Actually, that is not exactly true. There is a lot you can do to try to control people. The problem is that most of those things do more damage in the long run. If someone is calling you names and you can’t say anything to get them to stop, you could smash their head in with a brick. That would stop the insults, but I’m pretty sure there a lot of other awful consequences headed your way. Violence, threats, insults, nagging, bribery, screaming, guilt trips, abuse and emotional manipulation are just a few of the ways people try to control each other, and they are also the reasons for many of the problems in this world.
When you try to control things you shouldn’t, you usually make things worse. It would seem like the only alternative is to give up completely and stop caring, which is usually an equally unacceptable option.
But consider the definition of frustration again:
Frustration is when we cannot accomplish our GOAL, because of something beyond our CONTROL.

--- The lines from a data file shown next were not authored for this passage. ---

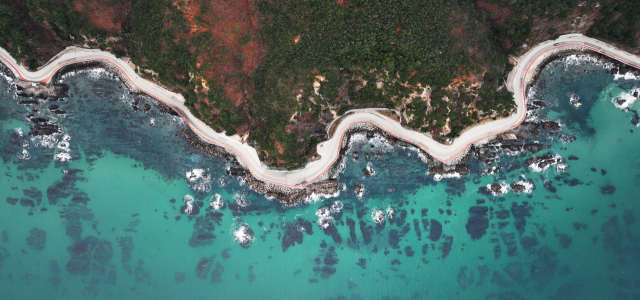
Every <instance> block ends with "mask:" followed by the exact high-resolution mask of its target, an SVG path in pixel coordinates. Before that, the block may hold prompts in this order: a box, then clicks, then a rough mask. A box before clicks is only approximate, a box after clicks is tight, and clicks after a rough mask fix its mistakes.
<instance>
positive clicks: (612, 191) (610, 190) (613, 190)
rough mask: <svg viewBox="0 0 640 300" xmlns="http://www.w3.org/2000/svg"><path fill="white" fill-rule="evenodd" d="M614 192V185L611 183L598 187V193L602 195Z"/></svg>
mask: <svg viewBox="0 0 640 300" xmlns="http://www.w3.org/2000/svg"><path fill="white" fill-rule="evenodd" d="M615 192H616V187H615V186H613V185H611V184H605V185H603V186H601V187H600V193H601V194H603V195H612V194H613V193H615Z"/></svg>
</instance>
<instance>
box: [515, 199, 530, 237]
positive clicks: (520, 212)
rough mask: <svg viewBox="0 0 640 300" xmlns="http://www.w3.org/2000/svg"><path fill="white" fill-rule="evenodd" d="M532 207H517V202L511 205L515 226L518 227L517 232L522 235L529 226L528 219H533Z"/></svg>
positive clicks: (523, 206) (524, 206) (517, 227)
mask: <svg viewBox="0 0 640 300" xmlns="http://www.w3.org/2000/svg"><path fill="white" fill-rule="evenodd" d="M531 210H532V207H531V206H529V205H528V204H525V203H523V204H522V205H517V204H516V203H515V202H513V203H512V205H511V214H512V215H513V218H514V219H515V222H514V224H515V225H516V230H517V231H518V232H519V233H520V234H522V233H523V232H524V230H525V229H524V227H525V226H526V225H527V220H526V217H531Z"/></svg>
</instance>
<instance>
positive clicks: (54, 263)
mask: <svg viewBox="0 0 640 300" xmlns="http://www.w3.org/2000/svg"><path fill="white" fill-rule="evenodd" d="M49 271H51V273H52V274H53V275H60V273H62V270H61V269H60V266H59V265H58V262H57V261H55V260H50V261H49Z"/></svg>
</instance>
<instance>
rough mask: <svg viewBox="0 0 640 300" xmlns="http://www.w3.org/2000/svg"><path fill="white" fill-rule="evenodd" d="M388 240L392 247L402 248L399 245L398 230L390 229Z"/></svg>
mask: <svg viewBox="0 0 640 300" xmlns="http://www.w3.org/2000/svg"><path fill="white" fill-rule="evenodd" d="M388 240H389V246H391V248H393V249H399V248H400V246H399V245H398V244H399V243H400V234H399V232H398V230H396V229H392V230H390V231H389V238H388Z"/></svg>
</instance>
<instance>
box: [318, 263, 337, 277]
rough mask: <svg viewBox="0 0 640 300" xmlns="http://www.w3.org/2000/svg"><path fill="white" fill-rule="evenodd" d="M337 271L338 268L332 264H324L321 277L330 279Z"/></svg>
mask: <svg viewBox="0 0 640 300" xmlns="http://www.w3.org/2000/svg"><path fill="white" fill-rule="evenodd" d="M335 273H336V268H335V267H332V266H324V267H322V273H321V277H322V279H329V277H331V275H333V274H335Z"/></svg>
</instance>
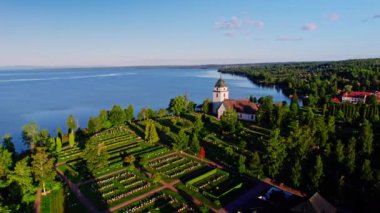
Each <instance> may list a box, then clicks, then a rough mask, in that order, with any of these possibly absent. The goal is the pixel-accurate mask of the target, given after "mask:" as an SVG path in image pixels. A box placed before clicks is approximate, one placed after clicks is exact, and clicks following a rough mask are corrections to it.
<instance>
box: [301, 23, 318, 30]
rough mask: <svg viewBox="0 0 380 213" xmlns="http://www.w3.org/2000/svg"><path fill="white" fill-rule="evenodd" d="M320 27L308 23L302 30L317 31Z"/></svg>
mask: <svg viewBox="0 0 380 213" xmlns="http://www.w3.org/2000/svg"><path fill="white" fill-rule="evenodd" d="M318 28H319V27H318V25H317V24H316V23H307V24H305V25H304V26H303V27H302V30H305V31H316V30H317V29H318Z"/></svg>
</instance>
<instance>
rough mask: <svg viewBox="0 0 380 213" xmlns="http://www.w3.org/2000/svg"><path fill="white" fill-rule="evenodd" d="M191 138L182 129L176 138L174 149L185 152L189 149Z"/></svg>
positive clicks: (185, 132)
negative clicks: (183, 150) (188, 143)
mask: <svg viewBox="0 0 380 213" xmlns="http://www.w3.org/2000/svg"><path fill="white" fill-rule="evenodd" d="M188 143H189V136H188V135H187V134H186V132H185V131H184V130H183V129H182V130H180V131H179V133H178V135H176V137H175V142H174V147H175V148H176V149H179V150H184V149H186V148H187V147H188Z"/></svg>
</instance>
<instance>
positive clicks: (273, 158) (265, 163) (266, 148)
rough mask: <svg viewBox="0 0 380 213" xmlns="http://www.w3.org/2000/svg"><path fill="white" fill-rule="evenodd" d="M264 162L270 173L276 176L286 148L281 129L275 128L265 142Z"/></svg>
mask: <svg viewBox="0 0 380 213" xmlns="http://www.w3.org/2000/svg"><path fill="white" fill-rule="evenodd" d="M264 146H265V147H264V155H263V158H264V162H265V167H266V169H267V172H268V175H269V176H270V177H272V178H274V177H275V176H276V175H277V174H278V173H279V170H280V168H281V166H282V164H283V162H284V159H285V157H286V150H285V144H284V140H283V138H282V137H281V136H280V130H279V129H275V130H273V132H272V133H271V134H270V137H269V140H268V141H267V143H266V144H264Z"/></svg>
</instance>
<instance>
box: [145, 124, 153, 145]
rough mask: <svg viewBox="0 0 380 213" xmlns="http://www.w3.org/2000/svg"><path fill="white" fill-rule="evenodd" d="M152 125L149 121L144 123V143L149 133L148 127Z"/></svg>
mask: <svg viewBox="0 0 380 213" xmlns="http://www.w3.org/2000/svg"><path fill="white" fill-rule="evenodd" d="M151 125H152V121H151V120H147V121H146V122H145V133H144V139H145V141H148V139H149V133H150V126H151Z"/></svg>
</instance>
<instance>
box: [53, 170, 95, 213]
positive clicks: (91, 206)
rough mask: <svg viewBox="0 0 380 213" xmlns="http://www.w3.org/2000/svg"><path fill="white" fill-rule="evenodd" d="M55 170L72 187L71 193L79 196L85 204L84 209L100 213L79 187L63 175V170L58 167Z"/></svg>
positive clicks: (80, 198) (90, 211)
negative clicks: (99, 212)
mask: <svg viewBox="0 0 380 213" xmlns="http://www.w3.org/2000/svg"><path fill="white" fill-rule="evenodd" d="M54 168H55V170H56V171H57V172H58V174H59V175H61V177H62V178H63V179H64V181H65V182H66V184H67V185H68V186H69V187H70V189H71V191H72V192H73V193H74V194H75V195H76V196H77V198H78V200H79V201H80V202H81V203H82V204H83V206H84V207H86V209H87V210H89V212H93V213H99V211H98V210H97V209H96V208H95V207H94V206H93V205H92V203H91V202H90V201H89V200H87V198H86V197H85V196H84V195H83V194H82V192H81V191H80V190H79V187H78V185H76V184H73V183H72V182H71V181H70V180H69V179H68V178H67V177H66V176H65V174H63V172H62V171H61V170H59V169H58V167H54Z"/></svg>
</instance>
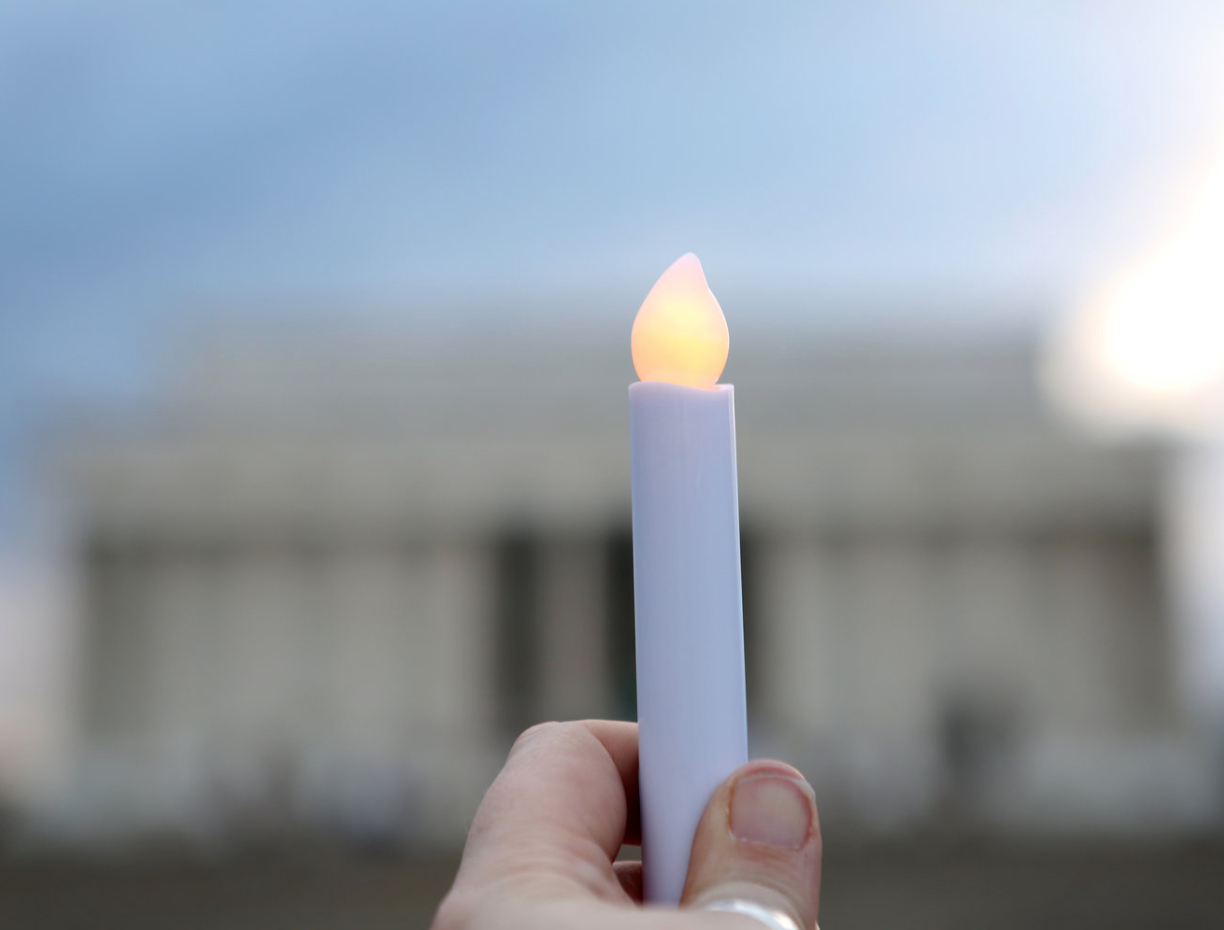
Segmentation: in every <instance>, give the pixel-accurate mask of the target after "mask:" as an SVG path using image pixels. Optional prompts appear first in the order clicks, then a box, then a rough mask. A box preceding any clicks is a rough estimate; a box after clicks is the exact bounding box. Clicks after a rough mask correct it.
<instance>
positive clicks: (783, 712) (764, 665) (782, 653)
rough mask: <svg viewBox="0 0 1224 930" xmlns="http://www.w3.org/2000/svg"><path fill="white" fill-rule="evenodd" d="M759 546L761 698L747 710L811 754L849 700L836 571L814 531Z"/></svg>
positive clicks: (757, 690) (778, 540) (809, 753)
mask: <svg viewBox="0 0 1224 930" xmlns="http://www.w3.org/2000/svg"><path fill="white" fill-rule="evenodd" d="M759 547H760V548H759V553H758V565H759V568H758V578H759V584H758V586H759V589H760V590H759V592H758V601H759V603H760V611H761V616H760V622H761V623H763V625H764V629H763V630H761V631H760V649H761V656H760V658H761V661H760V662H759V663H758V664H756V668H755V669H754V671H755V672H756V674H758V675H760V680H759V682H756V684H755V688H754V690H755V693H756V694H759V695H760V702H761V706H760V707H749V709H748V710H749V713H750V715H752V717H753V720H754V721H756V720H759V721H760V722H761V724H763V726H764V727H765V731H766V732H767V733H776V734H777V735H778V737H780V738H781V739H782V742H783V744H785V746H786V748H787V749H789V750H791V751H793V753H796V754H797V757H798V759H799V760H800V761H804V762H807V761H808V759H809V757H810V755H812V750H813V748H814V745H815V744H818V743H825V744H827V743H829V742H830V740H831V738H832V735H834V733H835V731H836V729H837V726H838V720H840V717H841V716H842V715H841V710H842V706H843V702H845V694H843V689H842V677H843V674H845V673H846V671H847V669H846V668H845V658H846V653H845V642H843V639H842V630H841V629H840V623H838V617H837V598H838V591H837V584H838V579H837V576H836V574H835V573H834V571H831V570H830V569H831V568H832V565H831V564H830V559H829V551H827V547H825V546H821V545H820V543H819V542H818V541H816V538H815V537H810V536H780V537H772V538H766V540H763V541H761V542H760V543H759Z"/></svg>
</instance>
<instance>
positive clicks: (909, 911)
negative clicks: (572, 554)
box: [0, 841, 1224, 930]
mask: <svg viewBox="0 0 1224 930" xmlns="http://www.w3.org/2000/svg"><path fill="white" fill-rule="evenodd" d="M455 863H457V857H454V855H442V857H433V858H399V857H394V855H356V854H351V853H344V852H337V850H318V849H312V850H310V852H308V853H306V852H294V853H278V854H267V853H264V854H261V855H257V857H256V855H251V857H245V858H244V857H240V858H230V859H223V860H213V861H208V860H201V859H192V860H179V861H171V860H168V859H165V858H151V859H147V860H140V859H130V860H110V861H106V863H98V861H86V860H39V861H35V860H23V861H16V863H7V864H5V865H4V866H2V868H0V926H2V928H5V930H33V929H34V928H37V930H77V929H78V928H80V929H84V928H88V930H110V928H116V929H119V928H122V929H124V930H146V929H148V930H154V929H157V930H163V929H164V928H176V929H177V930H214V929H215V930H222V929H224V930H280V928H293V929H294V930H316V929H317V930H323V929H324V928H326V929H328V930H332V929H333V928H346V930H384V929H386V930H392V928H397V929H408V930H416V929H417V928H421V929H424V928H427V926H428V921H430V918H431V917H432V913H433V908H435V907H436V906H437V902H438V899H439V898H441V897H442V895H443V893H444V892H446V890H447V887H448V885H449V882H450V877H452V875H453V871H454V866H455ZM1222 876H1224V844H1219V843H1212V844H1193V843H1189V844H1187V843H1179V844H1152V843H1144V844H1122V843H1114V844H1082V843H1077V844H1070V843H1066V844H1059V843H1042V844H1006V846H999V844H989V846H984V844H978V843H973V842H947V841H941V842H935V843H903V844H887V846H873V844H868V846H853V847H847V846H840V844H837V843H836V842H832V841H830V843H829V849H827V850H826V866H825V893H824V907H823V909H821V924H823V925H824V926H826V928H832V929H835V930H858V929H859V928H862V929H863V930H868V929H870V930H879V929H880V928H907V929H908V930H928V929H929V930H960V929H961V928H963V929H965V930H980V929H982V928H989V929H990V930H1012V929H1013V928H1015V930H1033V929H1034V928H1040V930H1062V928H1066V930H1094V929H1095V928H1102V929H1104V928H1109V930H1126V929H1127V928H1136V929H1138V928H1144V929H1147V928H1160V929H1162V930H1198V929H1200V928H1202V930H1207V929H1208V928H1211V929H1214V928H1219V926H1220V914H1222V913H1224V882H1222Z"/></svg>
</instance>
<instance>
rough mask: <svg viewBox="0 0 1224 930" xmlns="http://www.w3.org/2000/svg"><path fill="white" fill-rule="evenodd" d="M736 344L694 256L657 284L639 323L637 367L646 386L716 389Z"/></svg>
mask: <svg viewBox="0 0 1224 930" xmlns="http://www.w3.org/2000/svg"><path fill="white" fill-rule="evenodd" d="M730 344H731V338H730V335H728V333H727V319H726V317H723V316H722V307H720V306H718V301H717V300H715V297H714V294H711V292H710V286H709V285H707V284H706V283H705V272H703V270H701V262H699V261H698V257H696V256H695V255H693V253H692V252H688V253H685V255H683V256H681V257H679V258H677V259H676V262H673V263H672V266H671V268H668V269H667V270H666V272H663V274H662V277H661V278H660V279H659V280H657V281H655V286H654V288H651V289H650V294H647V295H646V300H645V301H643V303H641V310H639V311H638V316H636V318H635V319H634V321H633V334H632V337H630V345H632V349H633V367H634V368H635V370H636V372H638V377H639V378H641V379H643V381H667V382H671V383H673V384H684V385H687V387H690V388H705V389H706V390H709V389H711V388H714V385H715V384H717V383H718V377H720V376H721V374H722V370H723V367H725V366H726V365H727V350H728V348H730Z"/></svg>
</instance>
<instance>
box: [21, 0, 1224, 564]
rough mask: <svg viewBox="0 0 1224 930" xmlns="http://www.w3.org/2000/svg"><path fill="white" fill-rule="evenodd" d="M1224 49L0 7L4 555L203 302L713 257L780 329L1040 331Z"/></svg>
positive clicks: (671, 19)
mask: <svg viewBox="0 0 1224 930" xmlns="http://www.w3.org/2000/svg"><path fill="white" fill-rule="evenodd" d="M987 6H989V9H985V7H987ZM1222 49H1224V9H1222V7H1220V6H1219V4H1209V2H1192V1H1191V0H1184V1H1182V2H1176V4H1151V2H1146V4H1127V2H1078V4H1067V2H1053V1H1051V2H1032V1H1028V2H994V4H990V5H982V4H967V2H928V4H918V2H892V4H878V2H854V4H849V2H845V4H831V2H824V4H818V2H796V4H780V2H754V4H742V2H739V4H722V2H625V4H614V5H613V4H607V5H602V4H574V2H525V4H508V2H454V1H450V2H420V4H411V2H401V1H400V2H375V1H371V0H355V1H351V2H343V4H341V2H332V4H322V2H313V1H311V0H297V1H296V2H262V4H261V2H253V4H237V2H219V4H184V2H155V4H154V2H148V4H140V2H111V4H105V5H100V4H94V2H83V1H82V2H58V1H56V0H39V1H38V2H21V1H17V2H5V4H0V126H2V127H4V130H2V133H0V545H4V542H5V541H7V542H12V541H13V540H15V538H17V540H20V536H21V534H22V530H21V527H22V525H23V524H22V521H21V514H22V513H23V505H24V500H26V498H27V497H28V494H27V488H28V487H29V481H31V478H32V475H31V471H32V470H34V471H37V467H38V464H37V463H38V456H37V437H38V436H39V434H40V430H42V428H43V425H45V423H47V422H48V421H49V420H51V419H54V414H55V411H56V410H60V409H62V407H65V406H72V405H81V404H87V405H94V406H106V405H110V404H118V405H122V404H126V403H135V401H136V400H138V399H140V398H142V396H147V395H148V394H149V393H151V392H153V390H155V384H157V378H158V377H159V376H158V372H159V366H160V363H162V362H163V360H164V355H165V346H166V344H168V343H169V341H170V340H171V339H173V337H174V335H175V334H176V333H180V332H182V330H185V329H188V328H190V327H191V326H192V324H198V323H200V322H204V323H208V322H209V321H223V323H222V324H228V326H233V324H241V323H245V322H247V321H255V319H259V318H263V317H268V318H275V319H279V321H282V322H283V323H288V324H302V326H305V324H308V323H311V322H317V321H324V322H326V321H353V319H357V321H360V318H361V316H362V314H372V316H378V317H381V318H382V319H383V321H384V322H386V319H388V318H389V319H390V321H392V322H394V323H397V324H400V326H403V327H404V328H405V329H408V330H411V329H412V328H414V327H447V326H457V324H464V326H466V324H472V323H475V324H481V323H485V322H492V321H491V318H492V317H497V314H498V313H507V314H509V313H512V312H513V311H510V310H508V308H509V307H524V306H532V305H536V303H537V305H540V306H547V305H548V297H550V295H557V294H564V295H567V296H570V297H575V296H577V300H572V301H569V302H567V303H565V305H564V306H565V308H567V312H569V313H577V314H581V313H583V312H585V311H584V308H583V307H584V305H583V302H581V296H583V295H588V294H601V292H608V291H611V292H617V294H621V292H623V294H625V295H630V296H632V295H635V294H638V292H640V294H643V295H644V294H645V290H647V289H649V285H650V283H651V281H652V280H654V279H655V278H656V277H657V274H659V273H660V272H661V270H662V269H663V268H666V267H667V264H670V263H671V261H673V259H674V258H676V257H677V256H678V255H681V253H682V252H685V251H695V252H696V253H698V255H699V256H700V257H701V259H703V262H704V264H705V268H706V273H707V275H709V278H710V281H711V285H712V286H714V288H715V290H716V291H717V292H718V294H720V295H722V294H725V292H726V294H732V295H736V296H737V297H738V296H739V295H743V296H742V297H741V299H739V302H741V303H752V305H753V306H752V307H750V310H752V314H750V316H752V319H753V321H754V322H755V323H760V324H764V326H787V324H788V321H789V317H791V316H793V314H796V313H805V314H813V316H821V314H827V316H836V314H837V313H843V314H845V313H853V312H857V311H854V310H853V308H854V307H857V306H859V305H858V303H857V302H856V301H854V300H847V299H846V297H847V295H849V296H851V297H854V299H859V297H862V299H864V302H869V300H868V299H874V300H875V301H876V303H878V305H883V306H887V307H891V308H892V310H891V312H894V313H897V314H902V316H903V314H905V313H906V312H912V313H914V314H917V313H923V312H929V308H930V306H931V303H933V301H940V300H949V301H950V303H955V305H956V306H957V307H960V310H958V311H957V312H958V313H961V314H962V316H961V319H962V322H963V323H966V324H971V323H972V324H982V323H983V322H985V323H987V324H993V323H998V324H999V326H1013V324H1016V323H1017V321H1020V322H1021V323H1024V324H1027V323H1028V322H1029V321H1036V319H1039V318H1040V317H1042V314H1049V313H1051V312H1054V311H1055V310H1056V308H1058V307H1059V305H1060V302H1062V301H1066V300H1069V299H1070V296H1069V295H1073V294H1075V292H1076V291H1077V289H1078V288H1081V286H1083V284H1084V281H1086V280H1087V279H1091V278H1092V275H1093V274H1095V273H1098V270H1099V269H1102V268H1105V267H1108V266H1109V264H1110V263H1113V262H1116V261H1120V259H1121V258H1124V257H1125V256H1126V255H1127V253H1129V252H1130V251H1132V250H1133V248H1137V247H1138V246H1140V245H1141V244H1142V241H1143V240H1144V237H1146V236H1149V235H1151V234H1152V230H1153V229H1154V228H1157V226H1158V225H1159V224H1160V223H1162V221H1163V217H1164V213H1163V204H1164V202H1165V199H1166V196H1168V192H1169V191H1170V190H1171V188H1173V187H1174V186H1175V185H1176V182H1177V179H1179V177H1181V176H1182V175H1184V174H1185V173H1186V171H1189V170H1192V168H1193V165H1195V164H1197V162H1198V160H1201V159H1202V158H1204V157H1206V153H1208V152H1209V151H1211V149H1212V147H1217V146H1219V143H1220V142H1222V141H1224V64H1222V62H1224V54H1220V51H1222ZM776 294H798V295H802V296H803V297H804V300H803V301H798V302H796V301H791V302H783V301H776V302H774V303H771V301H770V296H769V295H776ZM834 297H836V299H834ZM754 299H755V300H754ZM723 302H725V306H728V307H730V303H728V301H727V300H725V301H723ZM438 306H446V307H447V308H448V310H447V312H446V313H438V312H436V311H435V312H431V310H432V308H436V307H438ZM595 306H596V303H594V302H592V303H591V307H592V310H590V311H589V312H590V313H592V314H594V313H607V312H608V311H607V310H606V305H602V303H601V305H599V306H600V307H601V308H600V310H595V308H594V307H595ZM463 307H471V308H472V310H470V311H464V310H461V308H463ZM796 307H798V310H796ZM847 307H851V310H846V308H847ZM911 308H912V310H911ZM634 310H635V306H634V305H633V303H632V302H630V303H629V305H628V306H625V307H624V318H625V321H627V328H628V321H629V319H632V314H633V312H634ZM497 322H498V323H499V324H502V326H507V324H508V326H512V327H513V326H514V324H515V323H517V321H515V319H514V318H510V319H501V321H497ZM525 324H526V323H525V322H524V326H525ZM6 524H7V526H9V527H10V530H9V532H5V531H4V530H2V526H4V525H6Z"/></svg>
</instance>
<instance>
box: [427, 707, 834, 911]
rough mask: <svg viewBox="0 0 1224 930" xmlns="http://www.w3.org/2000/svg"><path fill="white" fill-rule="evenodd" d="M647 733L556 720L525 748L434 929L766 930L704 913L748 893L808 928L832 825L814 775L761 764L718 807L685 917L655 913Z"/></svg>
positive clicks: (765, 761) (767, 761)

Instead of trying harder and harder to control things, you could instead reevaluate your goal. If your goal is reliant on external factors, that is probably your first mistake. If you change your goal to focus on your part of a situation, then there is nothing to be frustrated about beyond your own control. For instance:
- Instead of, “I can’t get them to listen to me,” your goal simply needs to be “I want to express myself clearly and lovingly, and then the decision is up to them.”
- Unhealthy relationships ask, “How do I keep them happy (so they do not leave me)?” while a healthier relationship would think “What is the most loving thing to do for them, even if they may not like it?”
- You can fret indefinitely about, “How do I get people to stop hurting me?” or you can start solving the problem by asking, “How do I stop letting people hurt me?”
There is a reason the Serenity Prayer is so immensely popular. It really does grant very real peace in life when you learn what you can or can’t control (or perhaps more accurately, should or shouldn’t control).
“God, grant me the serenity to accept the things I cannot change,
Courage to change the things I can,
And wisdom to know the difference.”
All of this leads to one of the great secrets of content and peaceful people. There is a mindset shift where you can stop worrying about how to control all the circumstances to get the outcomes you want, and instead be satisfied with the decisions you make. Of course, there is a lot more to say on the subject of decisions and morality. But doesn’t it seem like the common dilemma, “How do I get the results I want?” is a much more complicated and stressful endeavor than simply asking, “What is the right thing to do?”
Wouldn’t life be so much simpler if you weren’t responsible for what everyone else is doing and only had to worry about what you need to be doing?
Well, are you responsible for the things you can’t control?
If you aren’t responsible for what you can’t control, then do you really HAVE to worry about it?
Of course, learning to stop worrying is a whole other challenge in itself. But first you have to know that you are free to stop.